# Kreisförmiger Rahmen-Gimp. Bitte um Hilfe!



## ChaoZ3a3e (1. April 2009)

Moin, moin.
Hab mal wieder ein Bild entdeckt.

http://i39.tinypic.com/2du9un4.png

Diesmal möchte ich gerne wissen, wie ich diese Art eines kreisförmigen Rahmens & die schwarze Umrandung des Rahmens mit Gimp hinbekomme.

Und zusätzlich würde ich mich sehr über ein paar gute Links, zum download von Gimpbrushes freuen.  Diese sollten natürlich kostenlos sein wenn möglich.

Ich bedanke mich recht herzlich im Vorraus & würde mich auf eine schnelle Antwort freuen. 

PS: Bei Unklarheiten bitte nochmal nachfragen.
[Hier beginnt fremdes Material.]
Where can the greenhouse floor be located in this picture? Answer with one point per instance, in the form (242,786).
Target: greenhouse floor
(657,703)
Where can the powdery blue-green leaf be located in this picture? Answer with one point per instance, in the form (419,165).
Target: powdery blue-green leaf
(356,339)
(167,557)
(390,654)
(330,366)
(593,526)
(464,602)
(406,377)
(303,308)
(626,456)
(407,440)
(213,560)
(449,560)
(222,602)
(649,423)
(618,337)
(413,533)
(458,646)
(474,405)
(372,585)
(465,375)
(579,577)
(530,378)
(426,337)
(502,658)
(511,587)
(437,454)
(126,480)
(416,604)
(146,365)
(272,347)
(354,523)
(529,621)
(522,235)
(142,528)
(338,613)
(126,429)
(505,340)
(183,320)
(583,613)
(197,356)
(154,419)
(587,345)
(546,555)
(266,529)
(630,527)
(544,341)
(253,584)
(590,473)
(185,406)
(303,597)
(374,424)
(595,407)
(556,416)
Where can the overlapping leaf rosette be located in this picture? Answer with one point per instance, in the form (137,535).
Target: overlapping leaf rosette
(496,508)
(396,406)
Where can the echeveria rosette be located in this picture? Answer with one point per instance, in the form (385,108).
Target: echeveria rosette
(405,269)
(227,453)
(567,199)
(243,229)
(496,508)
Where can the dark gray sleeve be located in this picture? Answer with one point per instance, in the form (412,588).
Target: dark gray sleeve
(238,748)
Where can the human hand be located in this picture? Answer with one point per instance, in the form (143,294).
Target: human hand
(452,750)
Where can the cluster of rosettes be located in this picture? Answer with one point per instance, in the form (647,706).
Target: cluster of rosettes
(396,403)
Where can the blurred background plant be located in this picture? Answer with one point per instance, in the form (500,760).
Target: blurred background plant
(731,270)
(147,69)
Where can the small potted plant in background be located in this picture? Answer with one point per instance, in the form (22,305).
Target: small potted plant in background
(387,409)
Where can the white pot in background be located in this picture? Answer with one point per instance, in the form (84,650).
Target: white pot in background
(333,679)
Danke.

Mfg Chaoz


----------



## Ex1tus (1. April 2009)

Neue Ebene mit Weiß füllen, Deckkraft auf ca. 20%. Spiel ein bißchen mit dem Wert.
Ich hab zwar GIMP jetzt nicht, aber das sollte doch per Kreistool/Kreisform gehen (irgendwie sowas wird es schon geben) und ziehst da einen Kreis auf, entweder kann man die Kontur schon vorher definieren, oder es geht dann noch nachdem du den Kreis aufgezogen hast. 
Danach die das innere des Kreises per Zauberstab markieren und löschen.
Beim äußeren Rand gehst du genau so vor, nimmst nur das (abgerundete?) Rechtecktool und löscht halt das außerhalb.

Sorry das das jetzt so schwammig ist, aber mit Hilfe von F1 dürftest du das wohl schaffen.


----------